Two Ways to Implement LSTM Network using Python – with TensorFlow and Keras

Nikola M. Živković

5.00/5 (5 votes)

2 Apr 2018CPOL8 min read

15.2K

In the previous article, we talked about the way that powerful type of Recurrent Neural Networks - Long Short-Term Memory (LSTM) Networks function. Now, we will see how to implement this kind of network.

In the previous article, we talked about the way that powerful type of Recurrent Neural Networks – Long Short-Term Memory (LSTM) Networks function. They are not keeping just propagating output information to the next time step, but they are also storing and propagating the state of the so-called LSTM cell. This cell is holding four neural networks inside – gates, which are used to decide which information will be stored in cell state and pushed to output. So, the output of the network at one time step is not depending only on the previous time step but depends on n previous time steps.

Ok, that is enough to get us up to speed with theory, and prepare us for the practical part – implementation of this kind of networks. In this article, we will consider two similar language modeling problems and solve them using two different APIs. Firstly, we will create the network that will be able to predict words based on the provided peace of text and for this purpose, we will use TensorFlow. In the second implementation, we will be classifying reviews from the IMDB dataset using the Keras.

Before we wander off into the problem we are solving and the code itself, make sure to setup your environment. As in all previous articles from this series, I will be using Python 3.6. Also, I am using Anaconda and Spyder, but you can use any IDE that you prefer. However, the important thing to do is to install Tensorflow and Keras.

The Problem for Tensorflow Implementation

Let’s say that we want to train one LSTM to predict the next word using a sample text. Simple text in our example will be one of the favorite sections of mine from Marcus Aurelius – Meditations:

In a sense, people are our proper occupation. Our job is to do them good and put up with them. But when they obstruct our proper tasks, they become irrelevant to us—like sun, wind, animals. Our actions may be impeded by them, but there can be no impeding our intentions or our dispositions. Because we can accommodate and adapt. The mind adapts and converts to its own purposes the obstacle to our acting. The impediment to action advances action. What stands in the way becomes the way.

Note that this text is a bit modified. Every punctuation mark is surrounded by space characters, ergo every word and every punctuation mark are considered as a symbol. To demonstrate how LSTM Networks work, we will use simplified process. We will push sequences of three symbols as inputs and one output.

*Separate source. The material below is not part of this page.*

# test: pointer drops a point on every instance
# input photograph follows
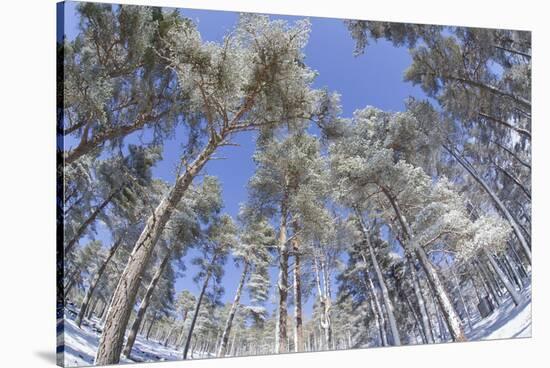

By repeating this process, the network will learn how to predict next word based on three previous ones.

Tensorflow Implementation

So, we have our plan of attack: provide a sequence of three symbols and one output to the LSTM Network and learn it to predict that output. However, since we are using mathematical models, the first thing we need to do is to prepare this data (text) for any kind of operation. These networks understand numbers, not strings as we have it in our text, so we need to convert these symbols into numbers. We will do this by assigning a unique integer to each symbol based on the frequency of occurrence.

For this purpose, we will use DataHandler class. This class has two purposes, to load the data from the file, and to assign a number to each symbol. Here is the code:

import numpy as np
import collections

class DataHandler:
    def read_data(self, fname):
        with open(fname) as f:
            content = f.readlines()
        content = [x.strip() for x in content]
        content = [content[i].split() for i in range(len(content))]
        content = np.array(content)
        content = np.reshape(content, [-1, ])
        return content
    
    def build_datasets(self, words):
        count = collections.Counter(words).most_common()
        dictionary = dict()
        for word, _ in count:
            dictionary[word] = len(dictionary)
        reverse_dictionary = dict(zip(dictionary.values(), dictionary.keys()))
        return dictionary, reverse_dictionary

The first method of this class read_data is used to read text from the defined file and create an array of symbols. Here is how that looks like once called on the sample text:

The second method build_datasets is used for creating two dictionaries. The first dictionary labeled as just dictionary contains symbols as keys and their corresponding number as a value. Second dictionary reverse_dictionary contains the same information, just keys are numbers and values are the symbols themselves. This is how they will look like created using the sample text we are using in this example:

Awesome! Our data is ready for use. Off to the fun part, the creation of the model. For this purpose, we will create a new class that will be able to generate LSTM network based on the passed parameters. Take a look:

import tensorflow as tf
from tensorflow.contrib import rnn

class RNNGenerator:
    def create_LSTM(self, inputs, weights, biases, seq_size, num_units):
        # Reshape input to [1, sequence_size] and split it into sequences
        inputs = tf.reshape(inputs, [-1, seq_size])
        inputs = tf.split(inputs, seq_size, 1)
    
        # LSTM with 2 layers
        rnn_model = rnn.MultiRNNCell([rnn.BasicLSTMCell(num_units),rnn.BasicLSTMCell(num_units)])
    
        # Generate prediction
        outputs, states = rnn.static_rnn(rnn_model, inputs, dtype=tf.float32)
    
        return tf.matmul(outputs[-1], weights['out']) + biases['out']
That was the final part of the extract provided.